Dia melangkah timpang dari kamar tidur menuju pintu depan, masih mencoba beradaptasi dengan kesadaran yang masih tipis serta otot-otot lelah. Ketika mencapai gedoran bermasalah itu, Sasuke menempelkan dahinya di media suara; getaran yang ditimbulkan oleh pintu kayu kokoh tersebut terasa hingga tulang belakangnya.

Sekarang dia sudah tahu siapa yang ada di balik pintu; lebih dari siap untuk segera memutilasi yang bersangkutan.

Apa yang diinginkan orang itu di jam sialan ini?

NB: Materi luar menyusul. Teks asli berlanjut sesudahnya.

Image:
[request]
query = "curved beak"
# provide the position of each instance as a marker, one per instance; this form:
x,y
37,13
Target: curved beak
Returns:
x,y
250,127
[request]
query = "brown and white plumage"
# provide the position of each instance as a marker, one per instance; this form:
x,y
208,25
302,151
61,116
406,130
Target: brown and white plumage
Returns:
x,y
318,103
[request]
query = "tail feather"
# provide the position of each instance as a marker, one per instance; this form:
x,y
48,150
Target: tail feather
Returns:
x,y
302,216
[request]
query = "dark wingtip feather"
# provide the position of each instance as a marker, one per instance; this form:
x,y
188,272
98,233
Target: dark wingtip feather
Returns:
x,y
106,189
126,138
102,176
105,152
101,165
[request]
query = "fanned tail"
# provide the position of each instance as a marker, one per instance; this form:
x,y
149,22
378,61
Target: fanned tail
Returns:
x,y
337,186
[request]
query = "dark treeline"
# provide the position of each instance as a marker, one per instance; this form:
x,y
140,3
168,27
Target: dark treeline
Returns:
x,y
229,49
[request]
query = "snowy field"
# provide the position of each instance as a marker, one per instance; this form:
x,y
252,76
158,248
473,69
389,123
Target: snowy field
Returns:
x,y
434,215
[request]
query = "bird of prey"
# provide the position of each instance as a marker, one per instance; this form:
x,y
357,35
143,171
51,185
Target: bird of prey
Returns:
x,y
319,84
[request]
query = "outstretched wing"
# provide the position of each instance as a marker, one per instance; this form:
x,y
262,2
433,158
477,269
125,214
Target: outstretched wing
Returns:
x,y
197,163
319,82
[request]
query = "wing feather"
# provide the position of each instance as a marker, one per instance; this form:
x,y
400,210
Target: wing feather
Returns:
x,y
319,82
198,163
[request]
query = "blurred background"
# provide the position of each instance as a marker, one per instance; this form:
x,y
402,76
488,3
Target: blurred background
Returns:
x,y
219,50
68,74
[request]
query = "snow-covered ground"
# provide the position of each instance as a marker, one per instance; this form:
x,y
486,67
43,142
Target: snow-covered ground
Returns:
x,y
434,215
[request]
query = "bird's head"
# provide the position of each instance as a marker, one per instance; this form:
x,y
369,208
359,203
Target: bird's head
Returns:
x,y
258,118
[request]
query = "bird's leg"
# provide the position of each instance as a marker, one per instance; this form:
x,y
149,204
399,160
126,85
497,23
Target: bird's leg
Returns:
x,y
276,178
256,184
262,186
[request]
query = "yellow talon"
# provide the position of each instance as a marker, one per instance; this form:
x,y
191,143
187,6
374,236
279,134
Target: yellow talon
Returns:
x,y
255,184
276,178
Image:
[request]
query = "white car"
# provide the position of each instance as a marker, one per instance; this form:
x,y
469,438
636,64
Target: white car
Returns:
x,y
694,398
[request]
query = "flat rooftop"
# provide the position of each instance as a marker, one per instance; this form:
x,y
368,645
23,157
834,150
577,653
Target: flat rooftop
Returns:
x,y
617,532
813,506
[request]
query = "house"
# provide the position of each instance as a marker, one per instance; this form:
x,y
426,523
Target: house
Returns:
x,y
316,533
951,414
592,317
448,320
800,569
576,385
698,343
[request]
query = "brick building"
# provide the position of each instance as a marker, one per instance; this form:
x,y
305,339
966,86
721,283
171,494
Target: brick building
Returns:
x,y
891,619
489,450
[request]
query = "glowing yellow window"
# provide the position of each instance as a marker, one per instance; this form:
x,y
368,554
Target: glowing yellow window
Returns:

Dia menyentak pintu hingga terbuka tepat sebelum satu gedoran dari kepal tangan seseorang mencapai permukaan kayu. Sasuke meraba dinding dan memencet tombol lampu teras dengan kekuatan berlebih, menyorongkan tubuhnya ke depan sambil berpegangan pada bingkai pintu.

"Hn, apa maumu jam segini? Puas membangunkan seisi kompleks? Kenapa Kau datang padaku lagi? Jangan bilang kunci rumahmu hilang! Pasti Iruka akhirnya membuangmu, hn? Apa yang Kau inginkan?" Sasuke berharap tatapan-bangun-tidurnya cukup mengintimidasi, tapi seperti yang sudah diduga malah berlaku sebaliknya.

Naruto menyeringai senang dalam benderang lampu teras, rambut pirangnya kusut di berbagai tempat, mengepit ransel berukuran sedang di lengan yang tidak digunakan untuk menggedor pintu. Dia kelihatannya belum bercukur dalam waktu lama dan Sasuke menduga Naruto jauh lebih bau bila didekati.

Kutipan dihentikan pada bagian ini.